This repository implements a kernel‐based method for safely learning the dynamics of controlled stochastic systems. By iteratively expanding an initial safe control set and leveraging kernel-based confidence bounds, the approach ensures that each selected control generates trajectories within predefined safety boundaries. This allows the system to operate safely, even under uncertainty, while accurately estimating its dynamics. This method is particularly relevant to safety-critical scenarios, including autonomous robotics and biomedical contexts, where ensuring safety during learning is crucial.
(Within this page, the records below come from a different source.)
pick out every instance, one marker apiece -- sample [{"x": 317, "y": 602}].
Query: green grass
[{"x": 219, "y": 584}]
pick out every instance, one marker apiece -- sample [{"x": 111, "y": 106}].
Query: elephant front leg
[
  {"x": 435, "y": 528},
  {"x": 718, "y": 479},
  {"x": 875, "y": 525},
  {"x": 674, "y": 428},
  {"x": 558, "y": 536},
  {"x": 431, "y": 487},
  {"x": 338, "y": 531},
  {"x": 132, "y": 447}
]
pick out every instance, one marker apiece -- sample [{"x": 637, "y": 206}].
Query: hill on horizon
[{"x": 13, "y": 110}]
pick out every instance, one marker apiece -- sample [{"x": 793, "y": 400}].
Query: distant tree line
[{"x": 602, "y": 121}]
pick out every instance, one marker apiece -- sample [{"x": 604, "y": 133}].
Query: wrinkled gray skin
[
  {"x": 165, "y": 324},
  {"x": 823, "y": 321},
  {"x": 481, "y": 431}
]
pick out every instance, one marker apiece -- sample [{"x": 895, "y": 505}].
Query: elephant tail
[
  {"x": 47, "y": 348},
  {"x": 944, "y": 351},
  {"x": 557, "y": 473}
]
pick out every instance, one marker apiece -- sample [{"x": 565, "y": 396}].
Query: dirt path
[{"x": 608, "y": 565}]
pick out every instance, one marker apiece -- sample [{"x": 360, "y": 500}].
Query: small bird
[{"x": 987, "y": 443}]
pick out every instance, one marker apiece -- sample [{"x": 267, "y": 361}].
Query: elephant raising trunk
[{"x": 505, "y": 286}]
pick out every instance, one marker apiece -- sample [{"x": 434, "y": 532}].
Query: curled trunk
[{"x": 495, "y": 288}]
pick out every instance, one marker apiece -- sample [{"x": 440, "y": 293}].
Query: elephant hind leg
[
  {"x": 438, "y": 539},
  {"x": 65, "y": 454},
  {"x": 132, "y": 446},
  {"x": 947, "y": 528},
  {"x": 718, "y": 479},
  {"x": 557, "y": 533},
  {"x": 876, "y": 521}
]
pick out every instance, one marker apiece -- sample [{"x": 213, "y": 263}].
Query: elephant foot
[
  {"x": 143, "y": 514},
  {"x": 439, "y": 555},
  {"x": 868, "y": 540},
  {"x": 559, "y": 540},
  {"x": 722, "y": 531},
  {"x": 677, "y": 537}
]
The repository includes implementations for:
- Simulating trajectories.
- Safely generating candidate control functions.
- Kernel-based estimation of dynamical systems.
- Visualization of simulation results and safety performance metrics.
The repository is organized into several key components.
-
1D Systems: Simulate one-dimensional second-order systems driven by sinusoidal control functions. Generate multiple control functions with randomly selected frequency factors, simulate trajectories using Euler–Maruyama integration, and visualize control functions, positions, and velocities.
-
2D Systems: Simulate two-dimensional second-order systems under various control functions. Aggregate the resulting trajectories into cumulative plots that capture the system's overall behavior.
- SafeSDE Model: A kernel-based estimator (using a Gaussian/RBF kernel by default) that safely estimates the probability density of controlled stochastic systems.
- Safe Learning Script: Run safe learning experiments using the SafeSDE model by:
- Sampling safe candidate controls.
- Simulating system trajectories.
- Updating the SafeSDE model.
- Computing performance metrics such as safety/reset probabilities and information gain.
- Saving results (metrics, model snapshots, and simulation paths) for further analysis.
- Simulation Utilities (
utils/data.py):
Functions for SDE simulation (Euler–Maruyama method), control function generation (including sinusoidal and candidate-based controls), and plotting (1D and 2D trajectories, control evolution, and turbulence heatmaps). - Additional Utilities (
utils/utils.py):
Functions for candidate control sampling (both local and grid-based), pairwise evaluations, and plotting histograms of observed safety/reset probabilities.
├── README.md
├── requirements.txt
├── LICENSE
├── tests/
├── paths_plot.png
├── methods/
│ └── safe_sde_estimation.py
├── utils/
│ ├── data.py
│ └── utils.py
└── examples/
├── example_1d/
├── example_1d.py
└── example_2d/
├── 2d_second_order_plot_trajectories.py
├── 2d_second_order_run.py
└── plots/
- Python 3.7 or later
Python Packages:
- numpy
- matplotlib
- seaborn
- pandas
- scipy
- scikit-learn
- argparse
- tqdm
To install:
- Clone the repository.
git clone https://github.com/lmotte/dynamics-safe-learn.git
- Install the required dependencies (Python 3.x required).
pip install -r requirements.txt
1. Trajectory Simulation and Plotting
- 1D Simulation and Plotting: Run the script to simulate 1D second-order systems with sinusoidal control functions and
generate corresponding plots:
python example_1d.py
- 2D True Trajectories: Aggregate and visualize trajectories from multiple control policies:
python 2d_second_order_plot_trajectories.py
2. Safe Learning Experiments
Run safe learning experiments using the SafeSDE model by specifying command-line parameters for the kernel function, safety thresholds, and regularization:
python 2d_second_order_run.py --kernel_func 2.0 --betas 0.1 --lam 1e-6This script will:
- Safely sample candidate control policies.
- Update the SafeSDE model based on simulated trajectories.
- Compute and save performance metrics along with model snapshots and paths data.
3. Visualization
Example plots are provided in the plot folders. You can use the plotting utilities in utils/data.py and utils/utils.py to generate additional visualizations (e.g., turbulence heatmaps, control evolution, histograms of safety metrics).
Contributions are welcome. If you have ideas for improvements or new features, please fork the repository and submit a pull request. For major changes, consider opening an issue first to discuss your proposed modifications.
This project is licensed under the MIT License - see the LICENSE file for details.